You have nothing to lose by trying out the best African coffee.
Are You Interested In What Other Like-minded Individuals Are Asking? Here Are Some Extremely Helpful FAQs.
Is African Coffee Good?
You can consider Africa as the birthplace of all coffee species in the world. Any coffee variety that’s grown anywhere in the world originated from Africa. But is African coffee good?
African coffee speaks for all the coffee worldwide, not the other way around. Till today, experts consider the coffee that comes from Ethiopia as top-tier coffee. So yes, African coffee is excellent.
There are numerous coffee brands from Africa and are ran by African companies. For example, the Kenyan AA coffee is one of the top coffee beans in the world. So, if you’re interested in African coffee, be sure to check out African-owned businesses to get a real taste of African coffee. When in Rome, do as the Romans do.
Which Country Has The Best Coffee In Africa?
Hands down, you have to give it to Ethiopia. The Ethiopian valleys still have wild-growing coffee plants that are producing coffee to this day. Not only that, but Ethiopia has the highest coffee production in Africa.
Why? Because the coffee from Ethiopia is delicious and considered top-tier in the coffee industry. So, if you’re new to African coffee, you can start with Ethiopian coffee and the different blends that the companies offer.

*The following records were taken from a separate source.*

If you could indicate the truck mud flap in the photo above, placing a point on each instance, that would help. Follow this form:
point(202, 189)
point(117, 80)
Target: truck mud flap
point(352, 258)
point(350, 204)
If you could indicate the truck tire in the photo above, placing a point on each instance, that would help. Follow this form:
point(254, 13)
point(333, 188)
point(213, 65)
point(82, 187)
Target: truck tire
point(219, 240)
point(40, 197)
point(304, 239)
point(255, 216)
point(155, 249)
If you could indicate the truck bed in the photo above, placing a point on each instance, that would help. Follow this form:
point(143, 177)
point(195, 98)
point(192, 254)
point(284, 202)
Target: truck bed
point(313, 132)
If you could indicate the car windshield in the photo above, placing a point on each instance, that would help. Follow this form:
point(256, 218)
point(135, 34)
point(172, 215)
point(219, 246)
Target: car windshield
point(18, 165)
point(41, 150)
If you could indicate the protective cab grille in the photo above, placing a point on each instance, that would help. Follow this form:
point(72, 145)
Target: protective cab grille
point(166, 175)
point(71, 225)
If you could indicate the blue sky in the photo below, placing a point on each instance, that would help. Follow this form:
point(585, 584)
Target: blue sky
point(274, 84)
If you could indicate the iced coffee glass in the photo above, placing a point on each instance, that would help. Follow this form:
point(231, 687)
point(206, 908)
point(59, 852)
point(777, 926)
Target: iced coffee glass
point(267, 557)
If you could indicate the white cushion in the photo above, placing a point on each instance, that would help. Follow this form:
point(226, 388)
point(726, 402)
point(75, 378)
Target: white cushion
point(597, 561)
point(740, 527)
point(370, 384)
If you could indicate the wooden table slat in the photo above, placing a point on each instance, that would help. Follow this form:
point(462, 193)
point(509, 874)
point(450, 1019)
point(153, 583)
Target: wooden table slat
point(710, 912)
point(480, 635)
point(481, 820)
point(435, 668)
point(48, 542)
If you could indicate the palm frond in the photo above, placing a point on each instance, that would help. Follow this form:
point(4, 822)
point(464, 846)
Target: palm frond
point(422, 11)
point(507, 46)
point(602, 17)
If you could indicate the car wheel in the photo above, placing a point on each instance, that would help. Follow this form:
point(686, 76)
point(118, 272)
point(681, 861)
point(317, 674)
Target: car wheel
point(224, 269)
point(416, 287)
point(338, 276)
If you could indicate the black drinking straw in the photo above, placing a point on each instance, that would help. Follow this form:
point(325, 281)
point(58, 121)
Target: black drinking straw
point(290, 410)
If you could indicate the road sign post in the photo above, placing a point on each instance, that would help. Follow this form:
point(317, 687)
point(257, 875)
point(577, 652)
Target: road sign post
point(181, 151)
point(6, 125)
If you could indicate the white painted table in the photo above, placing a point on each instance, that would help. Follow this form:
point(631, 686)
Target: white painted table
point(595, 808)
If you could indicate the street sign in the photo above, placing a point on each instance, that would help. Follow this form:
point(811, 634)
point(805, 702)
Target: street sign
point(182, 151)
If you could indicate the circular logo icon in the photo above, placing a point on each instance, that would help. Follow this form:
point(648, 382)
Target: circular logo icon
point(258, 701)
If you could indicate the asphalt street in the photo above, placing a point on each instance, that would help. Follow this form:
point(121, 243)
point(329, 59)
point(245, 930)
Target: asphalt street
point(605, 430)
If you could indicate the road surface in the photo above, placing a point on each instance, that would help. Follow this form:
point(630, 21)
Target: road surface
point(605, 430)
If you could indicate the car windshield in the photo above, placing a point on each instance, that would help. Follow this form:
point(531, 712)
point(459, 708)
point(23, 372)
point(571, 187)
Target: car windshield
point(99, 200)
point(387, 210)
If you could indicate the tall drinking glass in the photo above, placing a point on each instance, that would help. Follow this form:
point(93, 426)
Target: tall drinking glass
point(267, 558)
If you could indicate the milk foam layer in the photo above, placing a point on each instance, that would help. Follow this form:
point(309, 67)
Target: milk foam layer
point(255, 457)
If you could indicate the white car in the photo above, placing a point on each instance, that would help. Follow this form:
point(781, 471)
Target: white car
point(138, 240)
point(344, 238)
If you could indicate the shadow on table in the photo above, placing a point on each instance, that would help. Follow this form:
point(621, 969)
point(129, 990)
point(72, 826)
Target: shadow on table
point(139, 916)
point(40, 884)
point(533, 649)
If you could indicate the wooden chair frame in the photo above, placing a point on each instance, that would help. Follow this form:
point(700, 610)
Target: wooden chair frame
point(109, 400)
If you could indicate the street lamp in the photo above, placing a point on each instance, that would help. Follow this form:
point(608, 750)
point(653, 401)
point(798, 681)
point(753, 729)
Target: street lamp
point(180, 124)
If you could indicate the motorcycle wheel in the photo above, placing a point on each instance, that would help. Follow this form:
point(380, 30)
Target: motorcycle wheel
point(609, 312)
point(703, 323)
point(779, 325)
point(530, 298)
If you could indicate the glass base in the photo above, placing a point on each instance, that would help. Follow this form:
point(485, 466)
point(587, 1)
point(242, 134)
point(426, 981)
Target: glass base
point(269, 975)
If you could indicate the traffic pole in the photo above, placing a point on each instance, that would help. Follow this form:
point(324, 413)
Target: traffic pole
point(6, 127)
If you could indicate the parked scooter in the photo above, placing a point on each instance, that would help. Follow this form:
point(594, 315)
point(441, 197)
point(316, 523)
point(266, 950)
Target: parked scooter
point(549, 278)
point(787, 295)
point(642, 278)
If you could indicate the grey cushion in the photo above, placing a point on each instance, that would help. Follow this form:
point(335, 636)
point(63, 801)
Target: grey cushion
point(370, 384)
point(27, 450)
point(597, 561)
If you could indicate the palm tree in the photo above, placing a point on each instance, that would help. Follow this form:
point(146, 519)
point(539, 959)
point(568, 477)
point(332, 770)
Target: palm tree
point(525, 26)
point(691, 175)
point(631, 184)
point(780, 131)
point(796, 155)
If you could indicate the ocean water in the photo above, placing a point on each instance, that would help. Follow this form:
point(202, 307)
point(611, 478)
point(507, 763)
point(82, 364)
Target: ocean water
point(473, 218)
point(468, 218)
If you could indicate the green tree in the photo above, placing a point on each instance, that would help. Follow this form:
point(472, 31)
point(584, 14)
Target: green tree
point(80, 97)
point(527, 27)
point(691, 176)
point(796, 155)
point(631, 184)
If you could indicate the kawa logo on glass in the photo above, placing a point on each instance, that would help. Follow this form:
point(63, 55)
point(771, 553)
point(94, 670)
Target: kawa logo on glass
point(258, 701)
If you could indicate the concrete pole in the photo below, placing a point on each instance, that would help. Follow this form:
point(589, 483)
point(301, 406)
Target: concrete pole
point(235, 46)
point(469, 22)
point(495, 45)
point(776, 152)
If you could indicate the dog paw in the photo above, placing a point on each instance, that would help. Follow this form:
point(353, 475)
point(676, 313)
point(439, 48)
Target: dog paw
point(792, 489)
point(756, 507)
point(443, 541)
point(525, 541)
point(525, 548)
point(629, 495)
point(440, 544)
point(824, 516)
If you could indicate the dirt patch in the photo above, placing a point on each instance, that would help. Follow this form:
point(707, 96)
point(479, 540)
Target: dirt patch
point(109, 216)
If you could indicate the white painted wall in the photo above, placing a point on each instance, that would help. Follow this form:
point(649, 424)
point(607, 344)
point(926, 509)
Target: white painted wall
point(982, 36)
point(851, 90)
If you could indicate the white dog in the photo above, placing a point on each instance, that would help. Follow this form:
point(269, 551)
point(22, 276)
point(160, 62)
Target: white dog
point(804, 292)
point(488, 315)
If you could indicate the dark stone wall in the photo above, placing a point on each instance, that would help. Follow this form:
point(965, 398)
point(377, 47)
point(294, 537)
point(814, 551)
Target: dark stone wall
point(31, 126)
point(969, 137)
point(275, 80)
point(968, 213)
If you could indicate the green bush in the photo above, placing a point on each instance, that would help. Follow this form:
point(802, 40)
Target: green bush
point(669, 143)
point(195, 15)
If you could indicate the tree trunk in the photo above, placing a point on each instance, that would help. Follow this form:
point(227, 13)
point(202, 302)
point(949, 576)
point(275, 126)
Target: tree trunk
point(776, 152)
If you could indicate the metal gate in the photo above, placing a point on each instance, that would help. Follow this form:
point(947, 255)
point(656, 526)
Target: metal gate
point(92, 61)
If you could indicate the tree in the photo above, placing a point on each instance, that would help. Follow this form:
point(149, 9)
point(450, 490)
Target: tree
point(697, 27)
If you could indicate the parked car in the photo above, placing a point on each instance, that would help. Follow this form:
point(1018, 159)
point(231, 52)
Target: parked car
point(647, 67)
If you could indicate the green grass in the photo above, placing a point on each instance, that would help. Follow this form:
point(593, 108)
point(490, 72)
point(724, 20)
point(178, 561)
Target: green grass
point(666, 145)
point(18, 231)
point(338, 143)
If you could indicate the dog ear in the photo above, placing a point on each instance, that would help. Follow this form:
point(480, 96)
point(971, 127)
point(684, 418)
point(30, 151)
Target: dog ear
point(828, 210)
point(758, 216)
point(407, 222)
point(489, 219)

On the other hand, there’s also Kenya, a strong runner-up. Kenyan coffee is another exciting coffee blend you may want to try out. Kenya has a coffee grading system that prioritizes quality over quantity. If that appeals to you, be sure to check out Kenyan-owned coffee brands for a great cup of coffee.
How Is African Coffee Made?
From a general perspective, African farmers make coffee the same way it’s made worldwide. The only difference would be that in Africa, the emphasis is on sustainable processing methods. Most African farmers will use the dry processing method, which utilizes the sun as a drying agent. Drying the coffee cherries is part of the process.
Either way, once the cherries have been dried under the sun for a couple of days, they use a machine to remove the rest of the coffee fruit, leaving only the seed, which is what’s commonly referred to as the coffee bean. Remember that Africa is the cradle of coffee and the majority of the coffee grown worldwide comes from Africa.
So you could say that African coffee serves as the blueprint for the rest of the world to follow. Lastly, African coffee is prevalent in Western countries because of its taste, flavor, and exotic nature.